I wanted an answer to my question about Hernstadt. I asked Whittemore about it again in an interview for this article. I had to ask a second time and a third. Each time, he diverted the conversation to other things; he became more animated, even agitated.

In the closing days of the 1999 legislative session, Whittemore conferred with Sen. William Raggio and Assemblymember Chris Giunchigliani (back to camera). The closing days of the legislatures are when lobbyists’ powers are at their height because lawmakers suspend public notice requirements of legislative actions.

Photo By Dennis Myers

I kept at him, and his voice rose. Whittemore’s a big guy, but I’ve never seen him use his size to intimidate in lobbying situations. Here, his size just seemed to emphasize his discomfort with the question—he wasn’t squirming, just getting up, moving around, sitting back down. I wanted to give it up, let him off the hook, but it seemed to me that there was something interesting or telling about his anger at Hernstadt.

Then, suddenly, the level of Whittemore’s voice dropped very low, and he said, kind of sadly, “It was the first time that I realized how others perceived my ability to influence things.”

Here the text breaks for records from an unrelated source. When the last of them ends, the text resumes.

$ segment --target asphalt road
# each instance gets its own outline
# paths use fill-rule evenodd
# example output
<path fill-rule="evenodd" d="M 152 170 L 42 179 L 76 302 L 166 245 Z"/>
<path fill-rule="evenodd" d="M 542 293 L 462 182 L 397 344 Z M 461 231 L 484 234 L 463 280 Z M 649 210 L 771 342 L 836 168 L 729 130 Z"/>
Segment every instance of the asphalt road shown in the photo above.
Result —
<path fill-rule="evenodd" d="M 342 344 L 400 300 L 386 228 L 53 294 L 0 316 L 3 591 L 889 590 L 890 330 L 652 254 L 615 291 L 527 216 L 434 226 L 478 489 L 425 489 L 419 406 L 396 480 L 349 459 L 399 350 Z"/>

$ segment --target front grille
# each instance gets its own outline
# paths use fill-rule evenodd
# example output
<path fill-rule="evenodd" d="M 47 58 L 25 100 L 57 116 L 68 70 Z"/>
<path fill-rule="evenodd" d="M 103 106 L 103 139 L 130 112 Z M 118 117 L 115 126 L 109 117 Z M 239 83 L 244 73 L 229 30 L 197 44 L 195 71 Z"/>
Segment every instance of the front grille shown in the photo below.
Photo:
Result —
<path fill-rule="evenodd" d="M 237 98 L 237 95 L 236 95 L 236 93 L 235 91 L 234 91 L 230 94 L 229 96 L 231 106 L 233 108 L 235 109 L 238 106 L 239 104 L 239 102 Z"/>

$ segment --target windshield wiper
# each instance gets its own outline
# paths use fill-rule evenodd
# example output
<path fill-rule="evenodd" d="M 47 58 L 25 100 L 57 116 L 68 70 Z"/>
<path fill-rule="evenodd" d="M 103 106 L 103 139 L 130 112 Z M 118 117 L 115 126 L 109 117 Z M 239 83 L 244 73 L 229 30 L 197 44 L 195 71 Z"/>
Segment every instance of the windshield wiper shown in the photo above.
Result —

There was a long pause. Then:

“I was young. I said, ‘Oh, my gosh, is that what I really want?’ “

Another pause, then:

“That’s why.”

It seems incredible that he believed it was possible for him to function as lobbyist for the state’s most powerful industry and not become a target himself. But it was so—and it goes further. He does not even understand now—or concede—that he is a public figure. When I referred to him as such, it was like he’d been jabbed with something painful—"Why am I a public figure? Why am I a public figure? Why?"—and the italics were in his tone of voice.

He even describes how reporters could cover him without mentioning him: “They should simply say, ‘A lawyer from the industry made the following arguments.’ Why do they have to describe that it’s Harvey Whittemore? Why? There’s no reason. It doesn’t add to the story.”

Once again his political acumen showed a blind spot involving himself. Because his power is unaccountable—he can’t be voted out of office—scrutiny of his activities is even more necessary than those of public officials (not that journalism in the state does much to police the activities of Whittemore and other lobbyists).

It’s hard not to wonder how he would have acted if—as he he had once planned—run for office.

There are other what-ifs about that scenario, too. I asked him how he would have felt if he had become a state legislator and faced the pressure tactics of a Harvey Whittemore. He says he would have told such a lobbyist, “Harvey, give me the other side and explain why what you’re proposing is good for the state of Nevada.

“I would have been collegial. I would have been cooperative. I would have reached resolution as a legislator. I know how that process works. I’d be a very good one. It wouldn’t just be ‘my way.'”

And suppose that collegiality failed and as a legislator he ended up adversaries with that lobbyist—would he have demonized the lobbyist as some lawmakers have done to him?

“No, that’s not part of my personality. I get mad for exactly 10 seconds, and then I’m over it.”

It is possible that his discomfort with being a public figure is simply that he doesn’t like the way he is portrayed. He does say, “The public perception of who I am is totally different than who I am.”

In the early 1980s, Whittemore was much lower on the public’s radar screen. It was Joyce and others like Richard Bunker who had been the wheeler dealers in the public eye. The Hernstadt speech apparently made Whittemore realize that he was next, with costs to his own sense of self and wounds inflicted on members of his family who watched as he was targeted.

There isn’t likely to be any meeting of minds on the issue of Harvey Whittemore. One side believes life in Nevada is worse because of him, the other believes it is better—and Whittemore himself doesn’t concede that he is an “issue” of public debate at all.

Suddenly realizing on that day in 1983 that continuing as a lobbyist would make him a lightning rod didn’t change his career course, but it did make him aware that there would be a cost. He kept moving into the bull’s-eye, even as in his own mind he fought against being there. It made him a very rich and powerful man, and he gives no indication that he would not make the same decision again.